Update on Rossum’s line item extraction from invoices
At Rossum, we have been hard at work researching line item extraction from invoices. It is a daunting task, but we are not afraid. We know you have been waiting patiently to hear from us, so we have put together a brief update of what has been going on in research, as well as some conclusions we have made from the results thus far. There is still more to learn – but we now know we are on the right path!
Usually, for automatic processing, line item extraction from invoices is needed. For starters, it could be connected to a personal database of expenses, serve as an automatic ending step for storage systems, or even simplify the hard work of auditors needing to pair orders and invoices.
In the scientific world, this problem translates to table detection and table extraction or understanding. During a competition called ICDAR 2013, that compared submissions with commercial products, originated table extractions from HTML or pure texts. The goal was to extract a table from a scientific, or any other type of article. Usually, the first algorithms used only heuristics, getting to an 80% success rate only on specific types of tables (eg. tables with lines). From another point of view, there was recently a big boom of object detection algorithms (for example, for AI driven automatic cars), one of the most successful being YOLO.
How did these algorithms fare on our data set, where an invoice is, from a perspective, a schematic layout of tabular structures?
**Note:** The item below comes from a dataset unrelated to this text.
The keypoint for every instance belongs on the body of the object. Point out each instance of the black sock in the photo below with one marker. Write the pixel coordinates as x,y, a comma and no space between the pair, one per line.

We were not happy with the results of heuristics and even with YOLO, at first. Even on simple tables, the imagined success was not achieved. So we need to dig into more experiments, trying to teach the neural network to paint where the table resides and connect rows and columns (aiming to extract simple tables at the beginning). From first glance, it seems we are on the right track – the algorithm can detect whole tables and even identify individual rows as shown below:
In parallel, we also work on hybrid methods (a combination of the older methods mentioned above and artificial intelligence). Here are some examples of column search, based on custom image-processing features and learned 1D dilated segmentation.
For a simple insight, these images show how we want to decide on the positions of columns from the image features shown in blue (some of them can be thought of as a position histogram of all ink used in the image). The orange line is a learned decision, from which, if we select its peaks, we get the nice column splits as shown on the images of tables.
Universal table extraction from invoices without templates is still an unsolved problem across all data capture software. But from the moment we gave it as the main research focus here at Rossum, we have already seen huge progress towards the goal, some of which we wanted to share above. Right now, we are fitting the last missing pieces of the end-to-end extraction pipeline, as well as experimenting with ways to make our neural networks even more accurate. While our current focus is perfectly extracting information from simpler tables, for longer term work, we have our sights set on complex cases like overlapping columns or nested tables.
To highlight what else has been going on in Rossum at the same time, we have released a guide on the integration of Rossum’s invoice data capture tool into UiPath’s automation flows. We will keep updating the progress of our line items research – don’t you worry!